Le parole più dure vengono però riservate alla scelta del Consiglio europeo di tagliare i fondi riservati al bilancio (Qfp) per il 2021-2027, che indeboliscono i programmi faro dell’Unione, tra cui quelli dedicati alla ricerca, alla cooperazione internazionale e alla cultura. Il Parlamento europeo si dice “pronto a non concedere l’approvazione al Qfp fino a quando non sarà raggiunto un accordo soddisfacente nei prossimi negoziati tra il Parlamento e il Consiglio”. Ricorda al Consiglio che le sue conclusioni sono solamente “un accordo politico tra i capi di Stato e di governo” e che “tutti i 40 programmi dell’Ue finanziati nel quadro del QFP dovranno essere approvati dal Parlamento in qualità di colegislatore”.

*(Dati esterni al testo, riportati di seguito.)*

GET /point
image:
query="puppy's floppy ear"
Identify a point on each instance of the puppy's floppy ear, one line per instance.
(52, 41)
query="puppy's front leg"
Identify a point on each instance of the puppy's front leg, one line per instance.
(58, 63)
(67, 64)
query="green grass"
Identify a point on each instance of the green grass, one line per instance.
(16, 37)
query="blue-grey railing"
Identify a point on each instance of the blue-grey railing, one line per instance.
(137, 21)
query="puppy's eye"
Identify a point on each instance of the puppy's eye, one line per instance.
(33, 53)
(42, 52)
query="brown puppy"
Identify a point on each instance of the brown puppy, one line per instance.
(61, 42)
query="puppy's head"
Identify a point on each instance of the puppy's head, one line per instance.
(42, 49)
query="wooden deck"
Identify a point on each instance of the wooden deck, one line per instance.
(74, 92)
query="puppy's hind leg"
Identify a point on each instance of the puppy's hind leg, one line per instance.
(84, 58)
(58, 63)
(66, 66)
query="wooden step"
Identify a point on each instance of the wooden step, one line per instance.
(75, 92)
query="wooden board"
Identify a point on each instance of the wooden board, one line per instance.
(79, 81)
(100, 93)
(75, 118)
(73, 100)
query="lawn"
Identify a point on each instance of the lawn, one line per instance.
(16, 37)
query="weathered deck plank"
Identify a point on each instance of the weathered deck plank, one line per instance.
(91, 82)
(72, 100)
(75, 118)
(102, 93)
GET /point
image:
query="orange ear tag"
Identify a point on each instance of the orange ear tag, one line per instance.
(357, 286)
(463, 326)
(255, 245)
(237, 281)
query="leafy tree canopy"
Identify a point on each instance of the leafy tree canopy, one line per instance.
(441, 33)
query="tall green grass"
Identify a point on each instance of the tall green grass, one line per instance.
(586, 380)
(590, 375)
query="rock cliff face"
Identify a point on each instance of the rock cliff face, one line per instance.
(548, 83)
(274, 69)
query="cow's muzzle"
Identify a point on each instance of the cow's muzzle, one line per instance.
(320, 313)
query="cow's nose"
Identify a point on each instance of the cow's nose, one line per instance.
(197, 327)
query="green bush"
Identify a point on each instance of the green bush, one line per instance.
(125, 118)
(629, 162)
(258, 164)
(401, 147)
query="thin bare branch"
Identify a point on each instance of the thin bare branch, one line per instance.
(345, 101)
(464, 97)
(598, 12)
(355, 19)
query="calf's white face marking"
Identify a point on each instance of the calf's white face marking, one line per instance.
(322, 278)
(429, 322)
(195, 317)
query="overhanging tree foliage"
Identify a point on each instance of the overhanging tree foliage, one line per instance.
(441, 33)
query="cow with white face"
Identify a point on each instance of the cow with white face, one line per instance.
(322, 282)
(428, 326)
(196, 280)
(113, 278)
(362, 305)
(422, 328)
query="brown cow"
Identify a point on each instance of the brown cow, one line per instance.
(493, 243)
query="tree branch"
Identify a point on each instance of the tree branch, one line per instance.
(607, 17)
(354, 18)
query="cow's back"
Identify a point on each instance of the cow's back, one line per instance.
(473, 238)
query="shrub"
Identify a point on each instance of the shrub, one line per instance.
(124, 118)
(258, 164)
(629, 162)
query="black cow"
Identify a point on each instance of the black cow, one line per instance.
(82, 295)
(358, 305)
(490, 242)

La risoluzione approvata si concentra in più passaggi proprio sulla mancanza di un accordo dal respiro europeo, arrivando a “deplorare il fatto che troppo spesso l’adesione esclusiva a interessi e posizioni nazionali metta a rischio il conseguimento di soluzioni comuni che sono nell’interesse generale”. Dal voto dell’aula emerge il pericolo che i tagli proposti ai programmi dedicati alla sanità (eliminati dal piano per la ripresa) possono rappresentare in questo momento in cui l’Europa e il mondo continuano ad affrontare l’emergenza Coronavirus. Ma non solo: la mancanza di fondi per l’istruzione e la trasformazione digitale possono “pregiudicare il futuro della prossima generazione” e le sforbiciate in materia di transizione ecologica “sono in contrasto con l’agenda del Green Deal”.

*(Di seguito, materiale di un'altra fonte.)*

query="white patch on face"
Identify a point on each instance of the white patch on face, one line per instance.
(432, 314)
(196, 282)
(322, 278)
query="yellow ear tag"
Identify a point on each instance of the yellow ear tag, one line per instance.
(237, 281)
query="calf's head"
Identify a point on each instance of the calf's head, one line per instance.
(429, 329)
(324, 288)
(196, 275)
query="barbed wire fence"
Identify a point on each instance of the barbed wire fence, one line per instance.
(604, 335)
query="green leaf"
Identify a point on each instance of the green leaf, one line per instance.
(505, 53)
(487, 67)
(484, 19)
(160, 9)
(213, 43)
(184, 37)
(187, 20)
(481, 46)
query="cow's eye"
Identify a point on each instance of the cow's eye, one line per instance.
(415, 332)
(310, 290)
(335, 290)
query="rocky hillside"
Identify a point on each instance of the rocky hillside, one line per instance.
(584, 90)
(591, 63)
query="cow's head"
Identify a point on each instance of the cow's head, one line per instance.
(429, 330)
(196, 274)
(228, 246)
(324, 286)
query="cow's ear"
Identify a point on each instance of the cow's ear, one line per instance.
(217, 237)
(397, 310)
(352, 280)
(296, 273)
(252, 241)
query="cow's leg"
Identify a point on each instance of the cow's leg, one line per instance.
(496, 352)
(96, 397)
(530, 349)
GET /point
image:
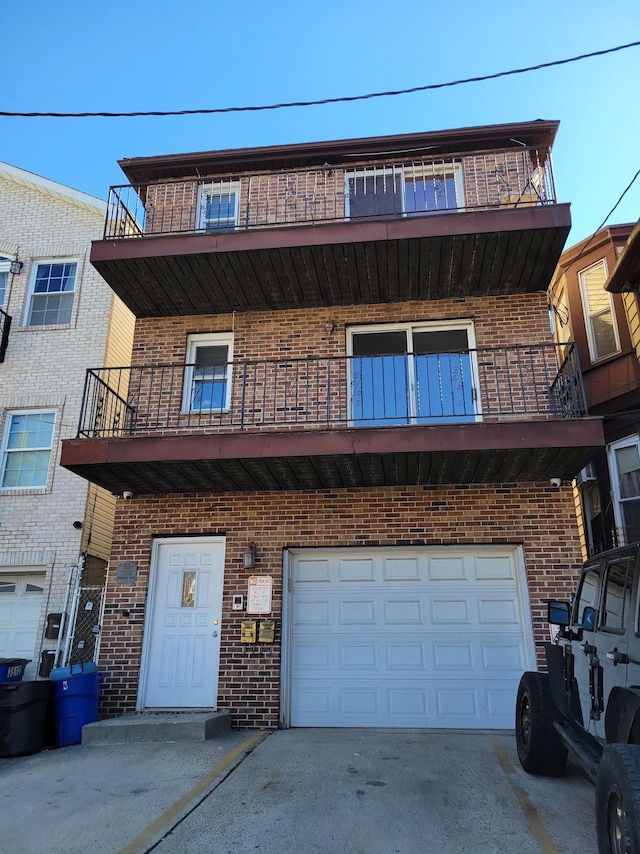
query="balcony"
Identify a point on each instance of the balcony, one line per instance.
(466, 223)
(468, 417)
(5, 326)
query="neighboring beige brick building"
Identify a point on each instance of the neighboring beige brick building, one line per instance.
(58, 317)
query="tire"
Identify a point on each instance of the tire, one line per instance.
(618, 800)
(540, 748)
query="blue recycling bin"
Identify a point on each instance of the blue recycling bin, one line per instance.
(75, 703)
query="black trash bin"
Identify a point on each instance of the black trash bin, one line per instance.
(23, 712)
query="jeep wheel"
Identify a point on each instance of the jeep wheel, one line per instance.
(540, 748)
(618, 800)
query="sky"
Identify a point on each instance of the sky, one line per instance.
(140, 55)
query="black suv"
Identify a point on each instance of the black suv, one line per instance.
(589, 701)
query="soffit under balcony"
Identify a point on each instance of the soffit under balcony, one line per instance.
(334, 459)
(481, 253)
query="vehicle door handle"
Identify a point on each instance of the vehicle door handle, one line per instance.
(588, 648)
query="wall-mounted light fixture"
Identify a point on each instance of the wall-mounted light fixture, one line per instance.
(250, 555)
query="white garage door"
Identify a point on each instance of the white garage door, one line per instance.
(431, 637)
(20, 604)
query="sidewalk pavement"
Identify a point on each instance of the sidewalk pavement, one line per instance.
(107, 799)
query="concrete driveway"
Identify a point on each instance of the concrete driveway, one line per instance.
(299, 790)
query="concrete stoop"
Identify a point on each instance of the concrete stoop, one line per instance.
(131, 729)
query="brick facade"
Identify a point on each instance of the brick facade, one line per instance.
(540, 519)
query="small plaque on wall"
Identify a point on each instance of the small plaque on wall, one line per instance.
(259, 594)
(127, 572)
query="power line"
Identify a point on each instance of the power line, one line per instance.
(343, 99)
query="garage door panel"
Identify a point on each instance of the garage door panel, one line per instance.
(493, 567)
(361, 612)
(423, 639)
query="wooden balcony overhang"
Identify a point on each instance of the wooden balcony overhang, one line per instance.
(331, 459)
(476, 253)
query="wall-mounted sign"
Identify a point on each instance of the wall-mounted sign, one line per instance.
(127, 572)
(259, 594)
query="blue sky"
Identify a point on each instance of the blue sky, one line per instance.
(76, 55)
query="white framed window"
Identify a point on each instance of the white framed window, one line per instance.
(207, 384)
(413, 374)
(26, 449)
(602, 331)
(52, 290)
(219, 206)
(624, 466)
(4, 275)
(410, 190)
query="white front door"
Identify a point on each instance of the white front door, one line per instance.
(181, 652)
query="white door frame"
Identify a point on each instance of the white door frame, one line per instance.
(151, 592)
(287, 604)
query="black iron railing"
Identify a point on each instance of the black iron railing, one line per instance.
(5, 326)
(508, 178)
(494, 384)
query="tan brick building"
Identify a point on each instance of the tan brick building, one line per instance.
(346, 437)
(57, 316)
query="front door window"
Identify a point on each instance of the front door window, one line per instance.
(412, 375)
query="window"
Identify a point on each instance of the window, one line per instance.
(405, 190)
(624, 464)
(4, 275)
(27, 449)
(219, 206)
(412, 374)
(432, 189)
(602, 332)
(208, 374)
(52, 293)
(617, 593)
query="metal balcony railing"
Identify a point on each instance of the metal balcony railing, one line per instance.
(5, 326)
(406, 188)
(495, 384)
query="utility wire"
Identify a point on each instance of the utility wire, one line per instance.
(343, 99)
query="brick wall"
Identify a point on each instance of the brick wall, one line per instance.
(540, 519)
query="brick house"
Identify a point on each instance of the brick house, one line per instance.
(56, 315)
(346, 422)
(594, 298)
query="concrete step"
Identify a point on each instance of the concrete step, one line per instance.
(132, 729)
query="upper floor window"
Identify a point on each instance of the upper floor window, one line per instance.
(26, 449)
(624, 464)
(219, 206)
(602, 332)
(4, 275)
(413, 374)
(51, 300)
(207, 385)
(404, 190)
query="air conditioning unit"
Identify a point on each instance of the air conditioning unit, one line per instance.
(586, 475)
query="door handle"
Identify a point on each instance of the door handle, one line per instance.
(618, 657)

Gli eurodeputati annunciano battaglia su più fronti: non solo devono essere garantiti fondi adeguati a tutti i programmi, ma deve essere stabilito un calendario giuridicamente vincolante per l’introduzione di un paniere di risorse proprie, che non può limitarsi alla tassa sulla plastica, “primo passo parziale per rispondere alle aspettative di questo Parlamento”, ma deve comprendere anche, tra le altre, un’imposta sul digitale e sulle transazioni finanziarie. Non solo: c’è bisogno di un vincolo più forte tra gli investimenti e lo Stato di diritto e, soprattutto, devono finire tutti i meccanismi di compensazione, i cosiddetti rebates, che hanno garantito a Olanda, Germania, Austria, Svezia e Finlandia uno sconto sul bilancio complessivo.

Il Parlamento si prepara quindi alle negoziazioni con il Consiglio e la Commissione europea tenendo ferme le ambizioni per un bilancio più corposo. È convinto che sia necessario raggiungere un accordo tra le istituzioni entro ottobre, ma ammette che “non è disposto ad avallare formalmente una decisione già presa”.